Aside from her acting, we all know Ellen Pompeo for her abundance of common sense and the way that she gives zero f--ks about speaking her mind.
But some newly resurfaced remarks that she made about Harvey Weinstein's victims could tarnish that reputation forever.
In July 2018, the Grey's Anatomy star spoke at an Oxford Union Q&A.
A particular one-minute clip of that shows her expressing some appalling opinions about now-imprisoned rapist Harvey Weinstein and his victims.
"I think we bear some responsibility," Ellen stated for some reason.
"Not all," she clarified, before clownishly adding: "But it takes two to tango for sure."
"That's not to blame the victim," Ellen said after blaming the victim.
"That's just to say... I did go into a room with Harvey Weinstein, I sat at a table with him, I had a probably two and a half hour with him," she recalled.
"He never said anything inappropriate to me," Ellen stated, "he never made any sort of physical advance to me."
It seems that, in Ellen's mind, this means that she did something right and that his victims must have done something "wrong."
"I wasn't in the room alone with him," Ellen recalled in apparent self-praise.
She detailed: "I had been sent there by an agent in the middle of the daytime."
"I didn't think there was anything wrong," Ellen noted.
She added: "I wouldn't have gone into that room at night."
"But he did nothing inappropriate toward me," Ellen reiterated.
She then claimed: "Now had he, I would have picked up that glass and smashed him across the side of the face with it."
A lot of folks think that they would just leave, or fight back, or somehow be so much smarter and braver than a predator's victims.
They think that ... until they're alone and frightened, dealing with a man who might kill them or use the legal system to ruin their lives if they fight.
"So I mean, it's all what we're willing to tolerate in our self-esteem," Ellen opined.

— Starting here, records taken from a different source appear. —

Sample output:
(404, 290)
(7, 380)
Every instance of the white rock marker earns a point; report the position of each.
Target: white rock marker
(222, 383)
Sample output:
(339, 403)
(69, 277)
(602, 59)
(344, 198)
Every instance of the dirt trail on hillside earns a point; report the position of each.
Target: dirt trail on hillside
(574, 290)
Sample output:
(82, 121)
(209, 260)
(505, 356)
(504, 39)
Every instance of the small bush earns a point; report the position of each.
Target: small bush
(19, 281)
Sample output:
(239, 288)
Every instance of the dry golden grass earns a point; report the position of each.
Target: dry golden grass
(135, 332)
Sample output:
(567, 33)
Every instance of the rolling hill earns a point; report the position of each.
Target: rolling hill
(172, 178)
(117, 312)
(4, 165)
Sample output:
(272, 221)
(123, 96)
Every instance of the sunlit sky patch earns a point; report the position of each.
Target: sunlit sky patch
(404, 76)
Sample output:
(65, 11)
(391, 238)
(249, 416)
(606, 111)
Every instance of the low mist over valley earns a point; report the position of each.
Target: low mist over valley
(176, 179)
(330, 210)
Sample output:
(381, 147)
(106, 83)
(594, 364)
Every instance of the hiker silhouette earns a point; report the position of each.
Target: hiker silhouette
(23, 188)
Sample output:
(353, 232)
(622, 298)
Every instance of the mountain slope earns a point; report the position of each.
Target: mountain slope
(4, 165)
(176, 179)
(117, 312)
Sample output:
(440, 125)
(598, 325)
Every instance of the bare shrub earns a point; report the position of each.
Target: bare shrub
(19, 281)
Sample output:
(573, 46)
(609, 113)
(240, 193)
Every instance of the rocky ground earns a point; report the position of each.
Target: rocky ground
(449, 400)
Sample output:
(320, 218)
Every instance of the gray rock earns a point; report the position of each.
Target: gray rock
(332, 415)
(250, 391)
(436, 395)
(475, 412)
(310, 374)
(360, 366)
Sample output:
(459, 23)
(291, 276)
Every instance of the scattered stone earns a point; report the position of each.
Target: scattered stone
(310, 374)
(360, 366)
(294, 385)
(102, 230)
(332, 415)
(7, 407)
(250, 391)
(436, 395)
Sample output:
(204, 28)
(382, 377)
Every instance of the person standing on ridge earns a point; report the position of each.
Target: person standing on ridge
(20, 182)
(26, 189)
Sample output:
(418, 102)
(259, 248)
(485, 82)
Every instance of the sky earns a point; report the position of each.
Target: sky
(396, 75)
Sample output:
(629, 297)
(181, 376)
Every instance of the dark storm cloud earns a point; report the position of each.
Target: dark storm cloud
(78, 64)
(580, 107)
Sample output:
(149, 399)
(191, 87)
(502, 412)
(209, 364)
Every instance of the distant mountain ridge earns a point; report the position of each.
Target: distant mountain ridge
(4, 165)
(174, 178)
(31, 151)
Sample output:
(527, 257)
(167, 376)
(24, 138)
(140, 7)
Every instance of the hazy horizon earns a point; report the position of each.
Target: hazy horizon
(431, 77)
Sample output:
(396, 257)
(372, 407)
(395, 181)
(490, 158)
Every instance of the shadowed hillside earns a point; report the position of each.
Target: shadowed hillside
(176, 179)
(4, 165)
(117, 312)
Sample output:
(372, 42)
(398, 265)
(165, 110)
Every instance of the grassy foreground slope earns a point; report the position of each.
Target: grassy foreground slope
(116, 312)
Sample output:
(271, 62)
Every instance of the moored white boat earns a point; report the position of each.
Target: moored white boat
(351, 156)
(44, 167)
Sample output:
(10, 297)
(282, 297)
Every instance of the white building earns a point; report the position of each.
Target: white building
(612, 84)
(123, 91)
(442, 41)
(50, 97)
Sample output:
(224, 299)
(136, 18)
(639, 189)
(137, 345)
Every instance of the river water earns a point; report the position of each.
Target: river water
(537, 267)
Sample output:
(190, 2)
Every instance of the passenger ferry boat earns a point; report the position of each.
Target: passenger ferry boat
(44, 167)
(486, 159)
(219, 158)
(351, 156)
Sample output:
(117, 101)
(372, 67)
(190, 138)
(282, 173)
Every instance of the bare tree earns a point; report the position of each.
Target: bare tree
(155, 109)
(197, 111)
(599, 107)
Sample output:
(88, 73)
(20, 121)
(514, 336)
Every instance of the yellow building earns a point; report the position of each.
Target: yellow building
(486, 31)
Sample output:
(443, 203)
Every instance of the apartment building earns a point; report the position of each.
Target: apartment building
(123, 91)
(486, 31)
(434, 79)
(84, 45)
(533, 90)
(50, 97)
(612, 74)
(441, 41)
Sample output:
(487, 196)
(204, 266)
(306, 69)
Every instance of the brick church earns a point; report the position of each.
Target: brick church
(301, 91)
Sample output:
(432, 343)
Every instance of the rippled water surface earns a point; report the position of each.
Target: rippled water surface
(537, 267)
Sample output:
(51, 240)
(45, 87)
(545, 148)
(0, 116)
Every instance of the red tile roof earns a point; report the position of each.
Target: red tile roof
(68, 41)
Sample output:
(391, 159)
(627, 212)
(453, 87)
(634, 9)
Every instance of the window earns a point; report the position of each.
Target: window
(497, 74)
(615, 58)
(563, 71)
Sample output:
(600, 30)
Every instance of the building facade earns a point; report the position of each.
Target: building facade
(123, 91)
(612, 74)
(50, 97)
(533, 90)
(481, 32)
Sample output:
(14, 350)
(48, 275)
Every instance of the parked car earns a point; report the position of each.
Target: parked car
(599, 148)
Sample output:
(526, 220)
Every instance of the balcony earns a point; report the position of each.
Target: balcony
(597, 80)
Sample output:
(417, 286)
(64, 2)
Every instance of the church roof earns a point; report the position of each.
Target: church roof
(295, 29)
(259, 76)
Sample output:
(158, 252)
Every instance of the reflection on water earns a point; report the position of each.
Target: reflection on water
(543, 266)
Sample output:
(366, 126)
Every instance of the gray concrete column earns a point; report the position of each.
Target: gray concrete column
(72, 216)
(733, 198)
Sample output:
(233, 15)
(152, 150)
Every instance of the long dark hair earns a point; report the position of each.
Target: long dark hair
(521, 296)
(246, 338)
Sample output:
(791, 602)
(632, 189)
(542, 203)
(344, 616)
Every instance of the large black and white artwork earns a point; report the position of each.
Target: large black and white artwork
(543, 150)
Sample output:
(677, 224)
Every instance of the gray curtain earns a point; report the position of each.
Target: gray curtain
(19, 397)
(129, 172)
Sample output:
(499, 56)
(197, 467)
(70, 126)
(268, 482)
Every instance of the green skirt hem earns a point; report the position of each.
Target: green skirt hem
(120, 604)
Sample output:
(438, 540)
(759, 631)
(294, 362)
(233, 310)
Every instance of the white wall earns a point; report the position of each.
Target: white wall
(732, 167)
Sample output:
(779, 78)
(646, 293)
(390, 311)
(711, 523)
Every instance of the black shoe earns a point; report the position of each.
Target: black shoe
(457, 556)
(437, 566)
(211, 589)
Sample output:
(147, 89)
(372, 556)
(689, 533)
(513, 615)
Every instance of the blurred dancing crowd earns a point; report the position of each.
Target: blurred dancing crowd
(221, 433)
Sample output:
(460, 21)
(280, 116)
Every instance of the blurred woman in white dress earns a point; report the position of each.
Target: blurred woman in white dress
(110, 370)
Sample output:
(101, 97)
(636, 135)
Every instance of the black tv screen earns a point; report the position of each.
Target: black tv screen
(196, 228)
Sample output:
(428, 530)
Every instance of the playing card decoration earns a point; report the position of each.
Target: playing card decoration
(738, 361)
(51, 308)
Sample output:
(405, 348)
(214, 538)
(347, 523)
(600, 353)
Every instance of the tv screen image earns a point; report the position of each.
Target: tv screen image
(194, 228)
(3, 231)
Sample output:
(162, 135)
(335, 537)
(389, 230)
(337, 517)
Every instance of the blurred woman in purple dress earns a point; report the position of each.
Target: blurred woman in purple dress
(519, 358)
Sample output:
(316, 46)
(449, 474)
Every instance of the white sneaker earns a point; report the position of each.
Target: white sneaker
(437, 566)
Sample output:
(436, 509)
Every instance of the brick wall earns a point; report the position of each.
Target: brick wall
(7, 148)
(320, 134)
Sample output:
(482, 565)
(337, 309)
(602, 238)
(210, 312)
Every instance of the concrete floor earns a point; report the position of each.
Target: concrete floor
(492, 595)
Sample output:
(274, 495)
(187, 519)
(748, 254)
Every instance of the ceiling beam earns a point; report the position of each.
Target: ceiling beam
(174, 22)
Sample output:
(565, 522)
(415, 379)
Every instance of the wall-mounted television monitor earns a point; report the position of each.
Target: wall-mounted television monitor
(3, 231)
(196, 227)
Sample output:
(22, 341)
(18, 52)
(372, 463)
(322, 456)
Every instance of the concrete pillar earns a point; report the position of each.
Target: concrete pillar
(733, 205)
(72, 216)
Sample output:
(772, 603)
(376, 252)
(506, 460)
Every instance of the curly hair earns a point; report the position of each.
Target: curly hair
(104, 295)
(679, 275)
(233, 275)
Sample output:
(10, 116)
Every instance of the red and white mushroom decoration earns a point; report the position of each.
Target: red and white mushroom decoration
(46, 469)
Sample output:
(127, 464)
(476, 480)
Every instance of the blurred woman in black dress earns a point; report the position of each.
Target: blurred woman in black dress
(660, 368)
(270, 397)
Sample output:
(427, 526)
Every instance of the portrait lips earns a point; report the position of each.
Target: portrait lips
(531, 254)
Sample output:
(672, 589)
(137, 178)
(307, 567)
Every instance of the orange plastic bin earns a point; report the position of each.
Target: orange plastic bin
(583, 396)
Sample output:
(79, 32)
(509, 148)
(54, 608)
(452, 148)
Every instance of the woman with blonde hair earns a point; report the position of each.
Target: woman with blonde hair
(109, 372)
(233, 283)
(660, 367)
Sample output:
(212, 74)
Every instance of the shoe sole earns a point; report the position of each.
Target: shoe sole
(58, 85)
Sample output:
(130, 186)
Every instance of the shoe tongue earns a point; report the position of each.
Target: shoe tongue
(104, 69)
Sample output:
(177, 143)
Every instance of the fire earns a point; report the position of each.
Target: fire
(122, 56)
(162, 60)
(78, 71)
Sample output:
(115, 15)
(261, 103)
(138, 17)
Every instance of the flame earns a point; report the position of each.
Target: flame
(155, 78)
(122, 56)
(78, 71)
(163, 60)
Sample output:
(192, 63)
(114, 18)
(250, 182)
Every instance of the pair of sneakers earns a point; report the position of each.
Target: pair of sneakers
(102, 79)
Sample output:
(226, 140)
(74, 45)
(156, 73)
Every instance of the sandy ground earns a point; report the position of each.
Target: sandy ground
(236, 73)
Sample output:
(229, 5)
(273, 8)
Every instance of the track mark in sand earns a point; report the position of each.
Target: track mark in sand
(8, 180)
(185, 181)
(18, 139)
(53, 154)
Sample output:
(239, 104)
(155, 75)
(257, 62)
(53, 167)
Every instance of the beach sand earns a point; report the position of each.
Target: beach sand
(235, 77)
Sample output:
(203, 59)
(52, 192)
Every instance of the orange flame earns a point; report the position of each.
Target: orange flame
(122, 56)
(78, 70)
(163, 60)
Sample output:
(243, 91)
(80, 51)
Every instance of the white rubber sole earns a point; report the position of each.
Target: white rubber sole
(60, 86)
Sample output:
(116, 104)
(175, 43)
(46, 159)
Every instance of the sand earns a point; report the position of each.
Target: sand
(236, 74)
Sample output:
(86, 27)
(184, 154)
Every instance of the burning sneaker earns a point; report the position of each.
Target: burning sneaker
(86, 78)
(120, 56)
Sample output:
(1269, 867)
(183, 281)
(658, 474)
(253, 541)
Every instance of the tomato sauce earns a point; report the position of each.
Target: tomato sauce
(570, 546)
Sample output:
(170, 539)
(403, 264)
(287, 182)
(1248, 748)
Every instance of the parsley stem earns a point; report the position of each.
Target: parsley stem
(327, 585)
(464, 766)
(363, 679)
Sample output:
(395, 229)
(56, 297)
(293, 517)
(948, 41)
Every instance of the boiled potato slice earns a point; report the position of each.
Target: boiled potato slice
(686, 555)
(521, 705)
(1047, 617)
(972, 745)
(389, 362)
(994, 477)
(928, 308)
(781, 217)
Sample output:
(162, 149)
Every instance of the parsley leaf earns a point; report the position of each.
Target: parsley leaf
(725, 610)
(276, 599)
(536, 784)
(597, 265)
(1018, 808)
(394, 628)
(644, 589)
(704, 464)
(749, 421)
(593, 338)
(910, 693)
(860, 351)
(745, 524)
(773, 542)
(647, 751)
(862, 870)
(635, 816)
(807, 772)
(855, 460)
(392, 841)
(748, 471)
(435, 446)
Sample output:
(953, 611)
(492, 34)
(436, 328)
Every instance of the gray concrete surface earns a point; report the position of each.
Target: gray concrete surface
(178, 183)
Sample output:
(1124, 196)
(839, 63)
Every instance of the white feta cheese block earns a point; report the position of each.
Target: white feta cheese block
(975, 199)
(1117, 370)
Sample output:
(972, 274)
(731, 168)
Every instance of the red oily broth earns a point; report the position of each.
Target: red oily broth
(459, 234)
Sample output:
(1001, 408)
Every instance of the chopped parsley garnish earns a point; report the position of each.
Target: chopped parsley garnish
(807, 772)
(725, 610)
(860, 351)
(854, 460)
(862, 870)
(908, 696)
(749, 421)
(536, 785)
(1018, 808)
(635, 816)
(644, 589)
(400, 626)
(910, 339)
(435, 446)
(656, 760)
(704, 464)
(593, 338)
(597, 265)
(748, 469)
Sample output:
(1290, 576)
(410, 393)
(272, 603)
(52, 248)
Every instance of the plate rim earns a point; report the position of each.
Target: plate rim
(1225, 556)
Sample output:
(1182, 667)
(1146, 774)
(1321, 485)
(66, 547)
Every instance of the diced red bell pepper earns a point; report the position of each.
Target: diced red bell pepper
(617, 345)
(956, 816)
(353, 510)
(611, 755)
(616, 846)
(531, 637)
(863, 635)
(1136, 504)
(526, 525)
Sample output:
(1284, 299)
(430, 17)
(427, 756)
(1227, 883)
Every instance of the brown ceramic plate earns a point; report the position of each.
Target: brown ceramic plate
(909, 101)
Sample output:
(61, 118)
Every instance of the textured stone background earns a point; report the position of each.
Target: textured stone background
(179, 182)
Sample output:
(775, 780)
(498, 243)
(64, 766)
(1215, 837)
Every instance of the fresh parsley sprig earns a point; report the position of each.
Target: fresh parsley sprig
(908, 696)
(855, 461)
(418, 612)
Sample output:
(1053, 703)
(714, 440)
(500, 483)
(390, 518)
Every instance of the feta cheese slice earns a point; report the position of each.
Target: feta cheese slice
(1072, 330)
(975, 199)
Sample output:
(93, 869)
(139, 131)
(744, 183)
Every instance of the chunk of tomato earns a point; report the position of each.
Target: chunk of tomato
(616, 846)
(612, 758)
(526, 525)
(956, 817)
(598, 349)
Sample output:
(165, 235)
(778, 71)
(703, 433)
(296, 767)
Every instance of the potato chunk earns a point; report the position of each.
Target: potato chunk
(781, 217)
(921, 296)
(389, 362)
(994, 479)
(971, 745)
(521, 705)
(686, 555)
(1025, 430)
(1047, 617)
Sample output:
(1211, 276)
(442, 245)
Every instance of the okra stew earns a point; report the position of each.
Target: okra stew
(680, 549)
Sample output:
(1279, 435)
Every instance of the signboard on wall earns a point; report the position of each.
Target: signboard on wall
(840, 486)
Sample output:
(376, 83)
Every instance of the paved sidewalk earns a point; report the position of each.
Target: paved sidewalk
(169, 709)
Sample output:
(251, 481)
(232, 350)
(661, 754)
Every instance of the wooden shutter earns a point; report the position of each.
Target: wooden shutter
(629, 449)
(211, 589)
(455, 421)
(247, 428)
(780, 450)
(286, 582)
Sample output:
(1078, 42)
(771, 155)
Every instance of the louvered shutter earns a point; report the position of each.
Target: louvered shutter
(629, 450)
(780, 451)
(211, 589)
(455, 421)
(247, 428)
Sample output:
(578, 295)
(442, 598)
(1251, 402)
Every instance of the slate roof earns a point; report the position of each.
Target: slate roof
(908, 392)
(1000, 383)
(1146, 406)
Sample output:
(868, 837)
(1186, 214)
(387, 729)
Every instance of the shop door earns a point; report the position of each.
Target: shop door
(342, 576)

"And what are we going to put up with," she continued.
"And what," Ellen added, "are we going to compromise to be liked, to be loved, to be accepted?"
She then rhetorically asked: "How bad do we want to be in show business?"
Instead of quitting while she was behind, Ellen made it worse by talking about how flirty and sexy actresses are.
She expressed that women were "responsible for the signals that we put out."
Ellen said that women were also culpable "for the messages that we put and the way we present ourselves."
Fun fact: being pretty, flirty, sexy, or downright naked are not invitations for someone to assault, grope, or even touch you.
"I said in my article and I'm not ashamed to say it," Ellen unwisely continued.
She said that "as an actor, you certainly, certainly, go into the room with the idea that this director needs to fall in love with me."
Ellen added that such affection is sometimes necessary "to give me this part."
"And so, as women, we flirt," she stated, as if that mattered at all and also as if it were not a glaring indictment of male directors.
"I think we're aware of our power... especially women... aware of our power of seduction very early on and we use it." Ellen said.
"It comes in good handy, right?" she asked rhetorically.
"But there has to be a balance in there," Ellen emphasized. "There has to be a line."
Again, she repeated: "But I do think we do bear some responsibility."
To be clear, the context of the clip resurfacing was part of a concerted effort to cancel her.
It was also noted that Ellen Pompeo had, in a 2016 tweet, claimed that white people can experience racism in the United States, which is false.
She then doubled down on her insistence that getting some name calling on Twitter amounted to "reverse racism," which is not a real thing.
Racism has society, cultural, and structural power behind it. Otherwise, it's just somebody being rude to you. Those are different things.
While we hope that she has learned since then, Ellen continued to claim that she experienced racism, speaking about it in 2018.
Ignorance like that is not great, but it's something from which one can learn.
It is alarming, however, considering that Ellen is the mother of three biracial children.
She, of all people, should know better. We are all learning and growing as people, but 2018 was clearly not her year.